Hereʼs what the physician-patient relationship meant back then: Physicians say, patients pay. We have seen little progress since then. The claim that the relationship is now symmetrical is simply false, and requires willful blindness to the deep imbalance in medicine.

Patients see this power disparity before we even see a physician. It starts as soon as you try to schedule an appointment: Are you new? First available in three months. Physicians donʼt call patients, begging them to come in.

And woe to the patient who is actively sick: You are totally at the physicianʼs mercy. That physician has your life in their hands: It’s not like they put a gun to your head, but it is a lot like somebody else put a gun to your head, and now wants your physician to decide whether to pull the trigger. And what damage that gun might do is secondary to the physicianʼs desire for payment. Everything about a visit to the physician reinforces a simple message: You need them, but they donʼt need you.

If the patient-physician relationship were at all balanced, you might expect physicians would embrace empowered patients. Not so: Witness the antipathy for the many online resources now available to patients, widely denigrated as “Dr. Google.” The knowledge a patient gets from a lifetime spent learning about and managing a disease is somehow trivial, compared to what a physician learns from a former cheerleader handing out pens. And if you disagree, youʼre welcome to roll the dice at another practice — three months from now.

The basic problem is that there are not enough physicians to satisfy demand. This is a direct consequence of physicians working to limit the number of physicians — that is, limiting competition to guarantee the lucky few command high salaries. In 1961, Milton Friedman called the American Medical Association “the strongest trade union in the U.S.” The lack of competition also means physicians have small incentive to behave better towards patients.

Moreover, the AMAʼs heyday is directly responsible for the state of medical care today. The expense — and lack — of care for elderly patients led to the creation of Medicare, widely reviled as enemy #1 to the physician-patient relationship.
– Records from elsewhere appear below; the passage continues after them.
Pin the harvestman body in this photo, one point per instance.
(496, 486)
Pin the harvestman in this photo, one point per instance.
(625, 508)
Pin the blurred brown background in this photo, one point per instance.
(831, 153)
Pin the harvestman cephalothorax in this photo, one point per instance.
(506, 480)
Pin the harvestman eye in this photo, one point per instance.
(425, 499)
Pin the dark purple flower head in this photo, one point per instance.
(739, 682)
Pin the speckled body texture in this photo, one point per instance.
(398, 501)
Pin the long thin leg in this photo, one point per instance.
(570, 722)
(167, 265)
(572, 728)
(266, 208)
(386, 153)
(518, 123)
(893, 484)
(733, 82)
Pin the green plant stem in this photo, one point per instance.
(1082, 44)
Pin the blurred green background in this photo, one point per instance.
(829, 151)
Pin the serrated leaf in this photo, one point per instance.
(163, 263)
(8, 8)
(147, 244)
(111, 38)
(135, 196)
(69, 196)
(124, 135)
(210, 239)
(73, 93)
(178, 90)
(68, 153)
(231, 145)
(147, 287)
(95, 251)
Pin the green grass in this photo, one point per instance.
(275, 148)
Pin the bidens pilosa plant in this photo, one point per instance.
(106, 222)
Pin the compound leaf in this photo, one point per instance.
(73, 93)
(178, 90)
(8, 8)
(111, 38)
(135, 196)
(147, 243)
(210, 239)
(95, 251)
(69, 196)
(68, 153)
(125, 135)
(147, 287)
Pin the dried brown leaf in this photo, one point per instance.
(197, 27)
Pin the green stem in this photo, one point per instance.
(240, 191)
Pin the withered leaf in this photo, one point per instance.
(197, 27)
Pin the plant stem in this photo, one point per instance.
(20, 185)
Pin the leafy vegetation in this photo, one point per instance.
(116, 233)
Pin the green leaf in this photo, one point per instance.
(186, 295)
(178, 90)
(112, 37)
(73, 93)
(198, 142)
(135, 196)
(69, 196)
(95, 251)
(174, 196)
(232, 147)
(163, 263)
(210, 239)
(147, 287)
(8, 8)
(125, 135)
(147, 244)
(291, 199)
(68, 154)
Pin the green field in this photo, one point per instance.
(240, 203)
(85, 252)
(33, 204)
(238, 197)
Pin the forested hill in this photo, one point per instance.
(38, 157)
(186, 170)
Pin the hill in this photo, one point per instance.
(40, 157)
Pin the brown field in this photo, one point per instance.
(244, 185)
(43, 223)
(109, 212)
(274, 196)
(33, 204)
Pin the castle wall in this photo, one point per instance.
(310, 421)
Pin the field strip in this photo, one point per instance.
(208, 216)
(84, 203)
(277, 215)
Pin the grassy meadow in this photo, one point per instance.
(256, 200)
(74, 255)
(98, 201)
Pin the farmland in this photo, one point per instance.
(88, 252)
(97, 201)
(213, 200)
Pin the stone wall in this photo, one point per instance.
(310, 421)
For all the supposed harm to that relationship, patients donʼt seem to mind: they are fervent in its defense at the polls.

Worse, the easy money of the medical monopoly lured players even more ruthless than the AMA. Pharma companies, corporate hospitals, and private insurers all grabbed a chunk. Even medical schools  took a piece: Tuition rates are driven by what graduates are expected to earn. The whole greedy mess is a feedback loop, driving the heavy price of health care, all on the backs of patients.

Physicians are upset to find themselves next lowest on the totem pole. They donʼt earn as much money as they want, and their jobs arenʼt as easier as they like, but letʼs be clear: They still want a place on the pole. Their desire to saw off everyone above them just means they want to be the only ones standing on their patientsʼ backs.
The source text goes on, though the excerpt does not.